Question

How do you integrate $\int {x{{\sec }^{ - 1}}xdx} $?

Answer 1

Hint: This question will be solved by integration by parts. In the integration by parts method if we integrate $f\left( x \right)g\left( x \right)$ we can write \[\int {f\left( x \right)g\left( x \right)dx} = f\left( x \right)\int {g\left( x \right)dx} - \int {f'\left( x \right)\left( {\int {g\left( x \right)dx} } \right)dx} \] where $f'\left( x \right) = \dfrac{{df\left( x \right)}}{{dx}}$. While choosing $f\left( x \right)$ and $g\left( x \right)$ choose in such a way that solving \[\int {f'\left( x \right)\left( {\int {g\left( x \right)dx} } \right)dx} \] would be easier. For example, while integrating $x{e^x}$ our $f\left( x \right)$ would be $x$ and $g\left( x \right)$ will be ${e^x}$ so that solving \[\int {f'\left( x \right)\left( {\int {g\left( x \right)dx} } \right)dx} \] is easier.

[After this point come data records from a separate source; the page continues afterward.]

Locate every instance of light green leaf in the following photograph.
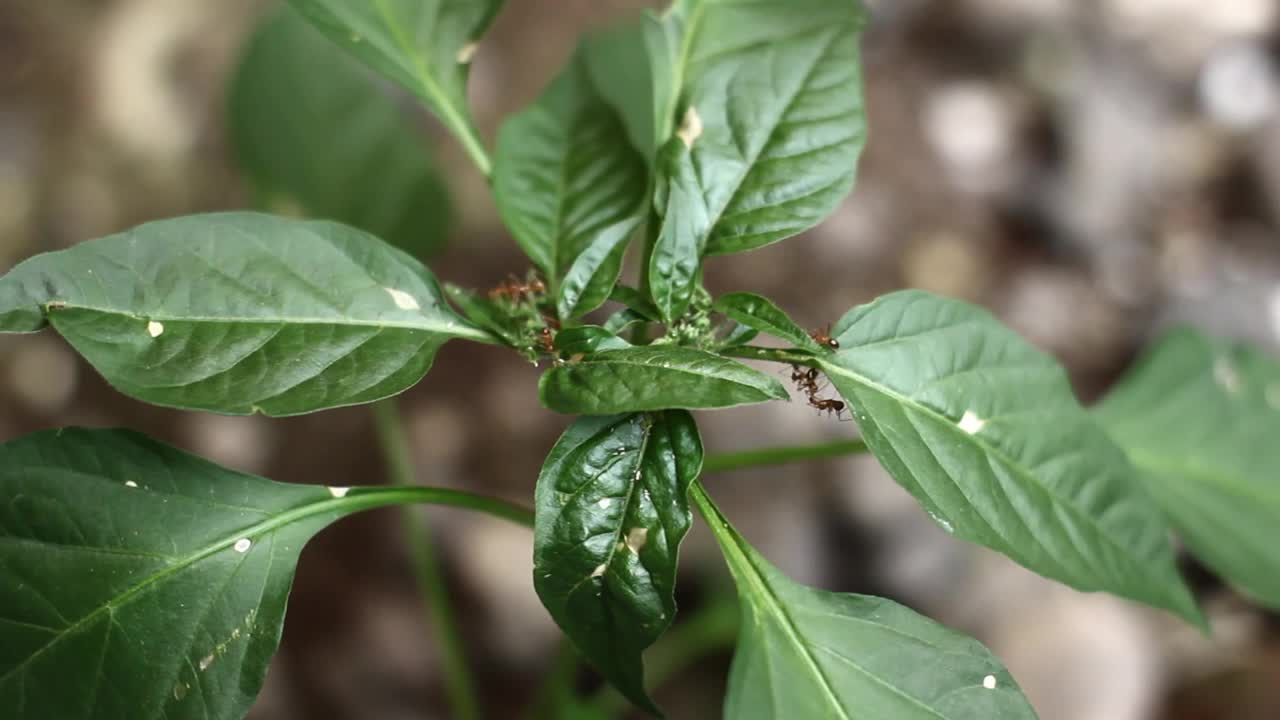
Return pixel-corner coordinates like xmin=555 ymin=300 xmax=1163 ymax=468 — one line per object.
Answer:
xmin=649 ymin=140 xmax=712 ymax=323
xmin=1097 ymin=329 xmax=1280 ymax=610
xmin=692 ymin=486 xmax=1036 ymax=720
xmin=289 ymin=0 xmax=503 ymax=176
xmin=493 ymin=53 xmax=649 ymax=319
xmin=556 ymin=325 xmax=631 ymax=355
xmin=818 ymin=291 xmax=1202 ymax=623
xmin=713 ymin=292 xmax=826 ymax=352
xmin=650 ymin=0 xmax=867 ymax=257
xmin=0 ymin=213 xmax=489 ymax=415
xmin=538 ymin=345 xmax=788 ymax=415
xmin=0 ymin=429 xmax=524 ymax=720
xmin=534 ymin=410 xmax=703 ymax=714
xmin=229 ymin=10 xmax=451 ymax=255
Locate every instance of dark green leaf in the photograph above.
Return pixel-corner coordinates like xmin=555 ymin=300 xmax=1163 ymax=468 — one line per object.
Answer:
xmin=609 ymin=283 xmax=660 ymax=320
xmin=604 ymin=307 xmax=649 ymax=334
xmin=229 ymin=12 xmax=451 ymax=255
xmin=714 ymin=292 xmax=826 ymax=352
xmin=717 ymin=322 xmax=760 ymax=348
xmin=493 ymin=53 xmax=648 ymax=319
xmin=1097 ymin=331 xmax=1280 ymax=610
xmin=650 ymin=0 xmax=867 ymax=257
xmin=534 ymin=410 xmax=703 ymax=712
xmin=649 ymin=140 xmax=712 ymax=323
xmin=0 ymin=213 xmax=489 ymax=415
xmin=556 ymin=325 xmax=631 ymax=355
xmin=289 ymin=0 xmax=503 ymax=174
xmin=0 ymin=430 xmax=364 ymax=720
xmin=444 ymin=283 xmax=521 ymax=347
xmin=538 ymin=345 xmax=788 ymax=415
xmin=692 ymin=487 xmax=1036 ymax=720
xmin=586 ymin=14 xmax=684 ymax=163
xmin=818 ymin=291 xmax=1202 ymax=623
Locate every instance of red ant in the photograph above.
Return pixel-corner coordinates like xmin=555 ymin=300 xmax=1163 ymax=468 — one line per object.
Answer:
xmin=489 ymin=275 xmax=547 ymax=302
xmin=791 ymin=365 xmax=845 ymax=419
xmin=809 ymin=323 xmax=840 ymax=350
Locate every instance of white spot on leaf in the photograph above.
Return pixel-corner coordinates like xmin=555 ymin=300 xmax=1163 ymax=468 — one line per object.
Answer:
xmin=627 ymin=528 xmax=649 ymax=555
xmin=383 ymin=287 xmax=421 ymax=310
xmin=1213 ymin=357 xmax=1240 ymax=395
xmin=928 ymin=511 xmax=956 ymax=533
xmin=676 ymin=105 xmax=703 ymax=147
xmin=956 ymin=410 xmax=987 ymax=434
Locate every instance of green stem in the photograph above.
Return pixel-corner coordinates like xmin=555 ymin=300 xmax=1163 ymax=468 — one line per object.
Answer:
xmin=590 ymin=600 xmax=739 ymax=717
xmin=372 ymin=400 xmax=480 ymax=720
xmin=703 ymin=439 xmax=867 ymax=473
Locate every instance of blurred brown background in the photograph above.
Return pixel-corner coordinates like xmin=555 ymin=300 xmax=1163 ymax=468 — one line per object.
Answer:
xmin=0 ymin=0 xmax=1280 ymax=720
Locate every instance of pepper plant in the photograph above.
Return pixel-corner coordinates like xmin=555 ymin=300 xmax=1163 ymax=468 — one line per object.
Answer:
xmin=0 ymin=0 xmax=1280 ymax=720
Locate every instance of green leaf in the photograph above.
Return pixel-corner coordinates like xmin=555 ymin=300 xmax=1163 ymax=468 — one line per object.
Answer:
xmin=609 ymin=283 xmax=660 ymax=320
xmin=713 ymin=292 xmax=826 ymax=352
xmin=655 ymin=0 xmax=867 ymax=257
xmin=229 ymin=12 xmax=451 ymax=255
xmin=692 ymin=486 xmax=1036 ymax=720
xmin=586 ymin=14 xmax=682 ymax=163
xmin=556 ymin=325 xmax=631 ymax=355
xmin=0 ymin=213 xmax=489 ymax=415
xmin=1097 ymin=329 xmax=1280 ymax=610
xmin=538 ymin=345 xmax=788 ymax=415
xmin=818 ymin=291 xmax=1202 ymax=623
xmin=649 ymin=140 xmax=712 ymax=323
xmin=604 ymin=307 xmax=650 ymax=334
xmin=444 ymin=283 xmax=522 ymax=347
xmin=289 ymin=0 xmax=503 ymax=176
xmin=493 ymin=53 xmax=649 ymax=319
xmin=0 ymin=429 xmax=378 ymax=720
xmin=534 ymin=410 xmax=703 ymax=714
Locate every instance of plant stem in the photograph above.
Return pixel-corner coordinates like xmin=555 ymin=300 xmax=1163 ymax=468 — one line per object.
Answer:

Complete step-by-step solution:
The integration by parts formula can be further written as integral of the product of any two functions = (First function × Integral of the second function) – Integral of [ (differentiation of the first function) × Integral of the second function]
The formula for integration by parts is
\[\int {f\left( x \right)g\left( x \right)dx} = f\left( x \right)\int {g\left( x \right)dx} - \int {f'\left( x \right)\left( {\int {g\left( x \right)dx} } \right)dx} \]
Where $f'\left( x \right) = \dfrac{{df\left( x \right)}}{{dx}}$.
In the given question we have to integrate $x{\sec ^{ - 1}}x$ by integration by parts method.
So, we can choose $f\left( x \right) = {\sec ^{ - 1}}x$ and $g\left( x \right) = x$.
Substituting the values in the formula for integration by parts, we get
\[ \Rightarrow \int {x{{\sec }^{ - 1}}xdx} = {\sec ^{ - 1}}x\int {xdx} - \int {\dfrac{d}{{dx}}\left( {{{\sec }^{ - 1}}x} \right)\left( {\int {xdx} } \right)dx} \]
We know that $\dfrac{d}{{dx}}\left( {{{\sec }^{ - 1}}x} \right) = \dfrac{1}{{x\sqrt {{x^2} - 1} }}$ and $\int {xdx} = \dfrac{{{x^2}}}{2}$. Substituting these values in the above equation,
\[ \Rightarrow \int {x{{\sec }^{ - 1}}xdx} = {\sec ^{ - 1}}x\left( {\dfrac{{{x^2}}}{2}} \right) - \int {\dfrac{1}{{x\sqrt {{x^2} - 1} }} \times \dfrac{{{x^2}}}{2}dx} \]
Simplify the terms,
\[ \Rightarrow \int {x{{\sec }^{ - 1}}xdx} = \dfrac{{{x^2}{{\sec }^{ - 1}}x}}{2} - \dfrac{1}{2}\int {\dfrac{x}{{\sqrt {{x^2} - 1} }}dx} \]
Let $u = {x^2} - 1$. Then,
$ \Rightarrow du = 2xdx$
Divide both sides into both sides,
$ \Rightarrow \dfrac{1}{2}du = xdx$
Substitute the values,
\[ \Rightarrow \int {x{{\sec }^{ - 1}}xdx} = \dfrac{{{x^2}{{\sec }^{ - 1}}x}}{2} - \dfrac{1}{2}\int {\dfrac{1}{{2\sqrt u }}du} \]
Simplify the terms,
\[ \Rightarrow \int {x{{\sec }^{ - 1}}xdx} = \dfrac{{{x^2}{{\sec }^{ - 1}}x}}{2} - \dfrac{1}{4}\int {{u^{ - \dfrac{1}{2}}}du} \]
Integrate the terms,
\[ \Rightarrow \int {x{{\sec }^{ - 1}}xdx} = \dfrac{{{x^2}{{\sec }^{ - 1}}x}}{2} - \dfrac{1}{4}\dfrac{{{u^{\dfrac{1}{2}}}}}{{\dfrac{1}{2}}} + C\]
Simplify the terms,
\[ \Rightarrow \int {x{{\sec }^{ - 1}}xdx} = \dfrac{{{x^2}{{\sec }^{ - 1}}x}}{2} - \dfrac{{\sqrt u }}{2} + C\]
Substitute back the value of $u$,
\[ \Rightarrow \int {x{{\sec }^{ - 1}}xdx} = \dfrac{{{x^2}{{\sec }^{ - 1}}x}}{2} - \dfrac{{\sqrt {{x^2} - 1} }}{2} + C\]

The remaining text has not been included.